In addressing current and future challenges, we can look to both historical and global precedents to direct our path.
With clear benefit to the community, how does this affect the individual house dweller? Many of these parking provisions are designed around convenience, but that doesn’t have to be compromised. Offsite carparking would be within walkable distances such as those currently implemented in apartment and townhouse complexes, with access for all. Service roads and drop-off points would allow domestic and city service vehicles access to the dwellings without compromising the expanded green spaces. By removing the need for on-site domestic vehicle parking, in the context of missing middle developments, we could reclaim between 10% and 20% of the site area. Within the context of a suburb, this is hugely significant. This additional space could be used for additional dwellings on site and subletting, more space for internal and external living areas, increased private garden space for food gardens and family activities, more public outdoor space for community building, or extra areas for the things we love – canoes, bicycles, workshops, cubby houses, the list goes on. Within the shared parking facility, opportunities to own more or less parking spaces, as circumstances change allow people flexibility, particularly significant to small business owners or sole traders who often struggle to find additional parking in suburban environments near their homes, and those whose household members change over time.

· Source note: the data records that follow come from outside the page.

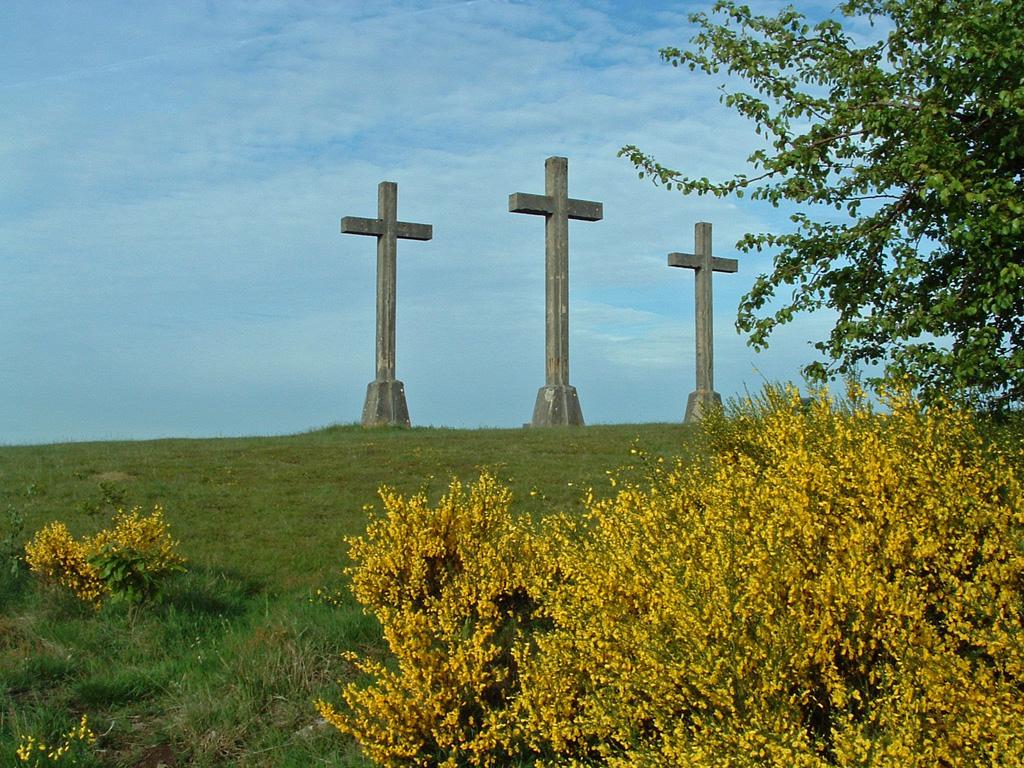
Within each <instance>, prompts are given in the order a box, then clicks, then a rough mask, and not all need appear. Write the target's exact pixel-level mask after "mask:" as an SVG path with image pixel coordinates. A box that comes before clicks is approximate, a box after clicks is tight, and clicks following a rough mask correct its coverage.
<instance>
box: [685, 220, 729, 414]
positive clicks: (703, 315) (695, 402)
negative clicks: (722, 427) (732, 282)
mask: <svg viewBox="0 0 1024 768" xmlns="http://www.w3.org/2000/svg"><path fill="white" fill-rule="evenodd" d="M694 239H695V241H696V248H695V249H694V250H695V251H696V253H695V254H690V253H670V254H669V266H681V267H686V268H687V269H692V270H693V271H694V282H695V284H696V297H695V302H694V312H695V314H696V352H697V355H696V356H697V388H696V390H695V391H693V392H690V396H689V398H688V399H687V400H686V417H685V419H684V421H685V422H687V423H690V422H694V421H699V420H700V417H701V415H702V413H703V412H705V411H706V410H707V409H709V408H711V407H717V408H721V406H722V395H720V394H719V393H718V392H716V391H715V360H714V338H713V335H712V292H711V274H712V272H734V271H736V270H737V269H738V268H739V265H738V263H737V261H736V260H735V259H720V258H718V257H717V256H712V255H711V224H710V223H708V222H707V221H698V222H697V224H696V226H695V227H694Z"/></svg>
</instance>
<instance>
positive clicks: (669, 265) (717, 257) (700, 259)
mask: <svg viewBox="0 0 1024 768" xmlns="http://www.w3.org/2000/svg"><path fill="white" fill-rule="evenodd" d="M706 258H707V257H705V256H701V255H698V254H693V253H670V254H669V266H682V267H687V268H689V269H702V268H703V267H705V262H706ZM711 268H712V271H715V272H736V271H739V262H738V261H737V260H736V259H721V258H719V257H718V256H712V258H711Z"/></svg>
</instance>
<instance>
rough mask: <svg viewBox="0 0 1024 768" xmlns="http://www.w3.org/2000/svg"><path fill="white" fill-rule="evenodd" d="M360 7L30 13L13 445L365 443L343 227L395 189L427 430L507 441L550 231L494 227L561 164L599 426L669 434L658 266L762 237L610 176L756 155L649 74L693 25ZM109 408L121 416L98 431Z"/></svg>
mask: <svg viewBox="0 0 1024 768" xmlns="http://www.w3.org/2000/svg"><path fill="white" fill-rule="evenodd" d="M147 7H148V6H147ZM367 7H368V6H367V5H366V4H362V3H355V2H348V3H342V4H336V5H331V6H324V5H322V4H316V3H309V4H306V3H291V2H263V3H258V4H253V3H245V4H239V5H226V4H217V5H215V6H212V8H211V9H208V8H207V6H206V5H201V4H198V3H196V4H189V3H184V4H172V5H160V6H153V7H152V8H150V10H152V11H153V13H152V14H146V13H143V12H141V11H127V12H126V11H123V10H122V6H121V4H111V5H109V6H103V7H102V8H101V11H100V12H98V15H95V16H94V15H93V6H92V5H90V7H89V8H85V7H84V6H78V5H74V4H68V5H49V4H48V5H46V6H39V7H36V6H35V5H30V4H28V3H25V4H24V5H19V6H18V9H19V10H18V12H15V13H13V14H12V18H13V22H12V24H13V26H12V27H11V29H10V30H9V32H8V34H9V35H10V36H11V37H13V38H14V39H15V40H16V41H18V42H17V44H16V45H13V46H8V48H7V50H6V52H2V53H0V71H3V72H5V73H7V74H6V75H5V77H4V80H3V81H0V92H2V93H3V97H4V99H5V101H6V102H7V103H8V104H9V109H8V110H7V112H6V114H5V117H4V119H3V120H2V121H0V146H2V147H3V148H2V150H0V175H2V176H3V177H4V178H5V179H12V180H13V183H12V184H5V185H4V187H3V189H2V190H0V266H2V270H3V273H4V275H5V291H4V293H3V295H2V296H0V349H2V351H3V353H4V357H5V358H7V359H14V360H17V361H18V362H16V364H15V365H13V366H11V367H9V368H8V375H7V376H6V377H4V378H3V379H0V403H3V404H2V406H0V424H4V425H10V426H7V427H5V429H4V431H0V440H46V439H56V438H65V437H92V436H108V435H124V436H147V435H154V434H172V433H178V434H209V433H250V432H259V431H293V430H298V429H303V428H306V427H309V426H313V425H315V424H323V423H330V422H334V421H352V420H355V419H357V418H358V415H359V408H360V407H361V398H362V395H364V392H365V385H366V382H367V381H369V380H370V378H372V376H373V358H372V356H373V338H372V334H373V329H374V317H373V312H374V297H373V286H374V278H373V270H374V265H375V257H374V247H373V240H372V239H366V238H352V237H342V236H341V234H340V233H339V230H338V220H339V218H340V217H341V216H344V215H356V216H372V215H374V213H375V210H376V186H377V183H378V181H380V180H382V179H389V180H394V181H397V182H398V183H399V209H398V211H399V217H400V218H402V219H403V220H412V221H422V222H428V223H431V224H433V225H434V232H435V234H434V240H433V241H432V242H429V243H404V242H403V243H401V244H400V246H399V249H398V261H399V265H398V292H399V293H398V375H399V377H400V378H402V379H403V380H404V381H406V383H407V388H408V390H409V398H410V408H411V410H412V412H413V413H412V415H413V420H414V423H421V424H423V423H430V424H446V425H452V426H461V425H466V426H475V425H477V424H489V425H505V426H508V425H514V424H515V425H517V424H519V423H521V422H522V421H524V420H526V419H528V416H529V411H530V409H531V407H532V397H534V394H535V393H536V390H537V387H539V386H540V385H541V383H543V333H544V319H543V305H544V304H543V302H544V300H543V291H544V287H543V276H544V253H543V224H542V221H541V220H539V219H538V218H537V217H532V216H518V215H512V214H509V213H508V210H507V198H508V195H509V194H510V193H513V191H532V193H540V191H542V190H543V183H544V159H545V158H546V157H548V156H549V155H556V154H557V155H565V156H567V157H569V194H570V195H571V196H572V197H578V198H586V199H591V200H599V201H602V202H603V203H604V206H605V219H604V220H603V221H601V222H596V223H585V222H573V223H572V224H571V225H570V244H571V254H570V262H571V266H570V274H571V295H572V299H571V301H572V304H571V311H572V316H571V321H570V324H571V325H570V327H571V329H572V333H573V336H572V345H573V348H572V359H573V377H577V378H578V379H579V382H580V386H581V393H582V397H583V401H584V408H585V414H588V419H590V420H594V419H597V420H603V421H627V420H633V419H638V418H643V419H676V418H679V417H680V416H681V408H680V407H678V403H677V402H676V400H677V399H678V398H677V397H675V395H674V394H667V393H669V392H673V391H674V388H675V387H677V386H678V388H679V390H680V391H682V390H686V391H688V385H689V383H690V378H691V376H692V368H691V360H690V357H691V356H692V345H691V335H690V334H691V323H692V321H691V314H690V313H689V312H690V311H691V308H690V307H689V302H690V301H691V296H692V289H690V288H689V286H690V285H691V283H689V282H686V281H683V280H681V279H680V278H679V275H678V273H675V272H677V270H670V269H668V267H667V266H666V263H665V255H666V254H667V253H668V252H669V251H686V250H690V249H691V248H692V245H693V243H692V237H693V236H692V231H693V223H694V222H695V221H697V220H710V221H713V222H714V223H715V249H716V252H717V253H718V254H719V255H723V256H734V255H735V254H734V253H733V249H732V244H733V243H734V242H735V241H736V240H737V239H738V238H739V237H740V236H741V234H742V232H743V231H746V230H748V229H760V228H764V227H771V226H777V225H778V223H779V222H778V220H777V219H776V218H773V217H772V215H770V214H766V213H765V212H764V211H763V210H760V209H757V208H754V207H752V206H750V205H746V204H736V203H735V202H726V201H715V200H708V199H695V198H683V197H682V196H679V195H678V194H670V193H667V191H665V190H662V189H656V188H654V187H652V186H651V185H650V184H649V183H648V182H646V181H644V182H640V181H639V180H637V178H636V172H635V170H634V169H633V168H632V167H631V166H630V164H629V163H628V162H627V161H626V160H623V159H618V158H616V157H615V153H616V151H617V150H618V147H620V146H621V145H622V144H625V143H636V144H638V145H640V146H641V147H643V148H645V150H647V151H649V152H651V153H652V154H654V155H655V156H657V157H658V159H659V160H662V161H663V162H665V163H667V164H669V165H673V166H675V167H679V168H682V169H684V170H685V171H686V172H687V173H696V174H708V175H711V176H724V175H727V174H730V173H732V172H734V171H736V170H739V169H740V168H741V167H742V163H743V158H744V157H745V155H746V154H748V152H749V151H748V150H745V148H743V147H745V146H749V143H750V141H751V139H752V136H751V134H750V132H749V127H748V126H746V125H745V124H743V123H742V121H739V120H738V119H736V118H735V117H734V116H731V115H730V114H729V113H728V112H726V111H725V110H724V109H723V108H721V105H720V104H718V94H717V91H716V90H715V88H714V82H713V81H711V80H710V79H707V78H702V77H700V76H695V75H694V76H690V75H688V74H686V73H683V72H682V71H676V70H673V69H672V68H670V67H667V66H665V65H664V63H662V62H660V61H659V60H658V59H657V55H656V49H657V47H659V46H662V45H666V44H683V43H685V40H686V38H687V37H688V32H687V29H686V26H685V22H684V18H683V15H682V14H681V13H679V12H678V10H677V9H676V8H675V7H673V6H669V5H666V6H665V7H653V8H650V9H647V10H644V11H643V12H642V13H641V12H640V11H636V13H637V15H636V16H632V15H631V11H635V6H634V5H632V4H614V3H603V2H601V3H599V2H594V3H589V2H588V3H584V2H555V3H548V2H544V3H541V2H503V1H502V0H478V1H477V2H466V3H452V2H408V3H400V2H399V3H390V4H388V5H387V6H383V5H377V6H371V9H370V10H369V11H368V10H367ZM693 7H696V6H693ZM97 19H98V20H97ZM41 32H45V34H43V35H42V36H41V37H40V34H41ZM37 39H38V40H42V41H43V42H42V46H41V48H40V49H38V50H37V49H36V48H35V47H34V46H33V44H32V41H33V40H37ZM749 261H750V262H752V263H745V262H741V266H740V272H739V273H738V274H737V275H728V276H724V278H723V279H722V280H718V279H716V310H717V315H716V324H717V326H716V328H717V329H719V331H718V332H717V344H718V348H717V355H718V357H717V359H718V360H719V361H720V366H721V371H722V375H721V376H720V377H719V380H720V381H727V382H729V384H728V386H729V387H734V386H737V385H738V384H737V383H736V382H741V381H744V380H745V379H744V377H748V378H749V376H750V369H751V367H752V364H751V360H752V359H753V355H752V353H751V352H750V351H749V350H746V348H745V347H744V346H743V344H742V340H741V339H738V337H736V336H735V334H734V333H733V332H732V330H731V325H732V323H731V321H732V318H731V317H730V316H729V314H728V313H729V312H730V311H732V310H733V309H734V308H735V306H736V303H737V301H738V297H739V296H740V295H741V294H742V293H743V292H744V291H745V290H748V289H749V287H750V286H751V285H752V283H753V280H754V276H755V275H756V273H757V272H758V271H762V270H763V269H765V268H766V263H764V262H762V263H757V262H756V260H755V259H749ZM674 273H675V274H674ZM719 315H721V316H719ZM798 357H799V355H797V354H796V352H795V351H793V349H787V348H782V351H780V352H779V354H778V359H779V362H778V371H780V372H783V371H788V372H790V373H788V374H785V376H787V377H790V378H792V377H793V376H795V375H796V366H797V360H798ZM799 361H806V360H805V359H803V358H800V360H799ZM772 370H775V369H774V368H773V369H772ZM645 379H646V380H647V381H648V382H649V383H650V386H649V387H647V388H646V389H645V388H644V387H645V386H646V385H643V386H642V385H641V382H642V381H644V380H645ZM665 382H669V383H665ZM156 392H159V396H155V395H154V393H156ZM112 393H114V394H113V395H112ZM114 395H116V396H115V397H114V399H116V400H120V401H123V402H129V403H136V404H135V406H132V409H131V411H132V416H130V417H129V416H125V415H123V414H120V413H119V411H118V409H117V408H115V407H113V406H104V404H103V403H104V402H109V401H110V400H111V398H112V396H114ZM682 397H683V406H685V391H683V394H682ZM57 402H59V409H57V407H56V406H55V404H54V403H57ZM184 414H190V415H191V416H188V417H186V416H184ZM590 414H593V415H594V416H593V417H592V416H591V415H590Z"/></svg>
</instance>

The opportunities are endless, but essentially, the focus is on us and our well-being, not our cars. These innovations not only improve the functionality of individual housing blocks by relocating domestic vehicle storage off site but also offer a broader benefit: shifting the focus away from cars and infrastructure, and towards more vibrant, community-oriented, human-scale environments.
We love our cities for what they represent and offer: community, connection, convenience, history, place, and belonging. With the rapid evolution of technology, now is the time to reimagine the suburban model in our changing cities, and to evolve their fundamental ideals rather than lose them.